でもそれはフィオナを都合のいい道具にするために行っていた行為で、正しくはないし苦しかった気持ちもずっと残っている。
そしてその仕返しは今、マーシアたちの元で正当に仕事として行うことができる。
だからこそ、フィオナはとってもやる気になっているし、がんばっていきたい。
でもこれから先ずっと悪い人を裁いていきたいとか、この魔法を出来る限り役立てていいことに使いたいとかも思っていない。
考えるのも行動するのも得意という事ではない。選択肢が嫌なものしかないときは能動的に動いて選択肢を増やすけれどそうでないなら、のほほんとしていたい。

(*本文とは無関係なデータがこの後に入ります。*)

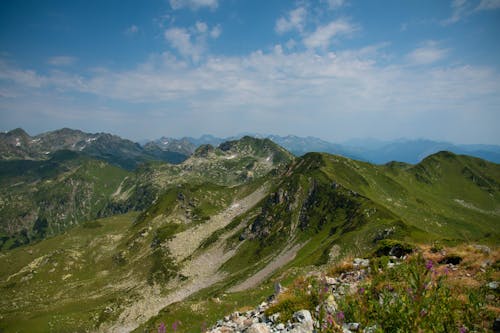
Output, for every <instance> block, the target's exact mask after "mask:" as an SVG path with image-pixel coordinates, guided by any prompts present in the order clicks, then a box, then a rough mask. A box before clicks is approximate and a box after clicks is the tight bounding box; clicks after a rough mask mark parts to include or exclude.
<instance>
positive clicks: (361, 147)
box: [147, 133, 500, 164]
mask: <svg viewBox="0 0 500 333" xmlns="http://www.w3.org/2000/svg"><path fill="white" fill-rule="evenodd" d="M248 135H250V136H253V137H258V138H268V139H271V140H272V141H274V142H275V143H277V144H279V145H280V146H282V147H283V148H285V149H287V150H288V151H290V152H291V153H292V154H294V155H296V156H302V155H304V154H307V153H309V152H322V153H329V154H335V155H341V156H344V157H348V158H352V159H356V160H361V161H366V162H370V163H375V164H385V163H388V162H391V161H399V162H405V163H412V164H415V163H418V162H420V161H422V160H423V159H424V158H425V157H427V156H429V155H432V154H434V153H437V152H439V151H451V152H453V153H455V154H466V155H470V156H475V157H479V158H482V159H485V160H488V161H491V162H495V163H500V146H498V145H483V144H475V145H460V144H453V143H449V142H441V141H432V140H424V139H415V140H409V139H399V140H394V141H379V140H375V139H364V140H350V141H346V142H343V143H331V142H328V141H325V140H322V139H319V138H315V137H311V136H308V137H299V136H295V135H287V136H279V135H260V134H252V133H250V134H248ZM243 136H244V135H237V136H233V137H227V138H220V137H215V136H212V135H202V136H201V137H199V138H193V137H184V138H181V139H174V138H166V137H163V138H161V139H160V140H155V141H151V142H149V143H148V144H147V145H148V146H158V147H164V148H163V149H167V150H168V149H172V151H178V152H181V153H182V154H186V155H189V154H190V153H192V152H194V150H195V149H196V147H198V146H200V145H203V144H211V145H218V144H220V143H222V142H224V141H227V140H236V139H239V138H241V137H243ZM165 142H168V144H165Z"/></svg>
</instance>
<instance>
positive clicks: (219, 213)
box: [168, 187, 267, 262]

「私は、実はあまり活動的な方じゃないんです。今が幸せならずっとそうしていたい人間です。だからノアの生き方、私は大賛成です」
「……」
フィオナが当たり前のようにそういうと、ノアはキョトンとしてそれから、フィオナと同じように笑みを浮かべた。
「そっか……じゃあ、私たち相性が良くてよかった」
「はい、そうですね」
「でも君を私の考えに染めたいとかしばりつけたいとかそういう風に思ってるわけじゃないから、困ったときはいつでも言ってね」
安心したように表情をほころばせるノアにフィオナは、こうして手を差し伸べてくれたのが彼でよかったと思った。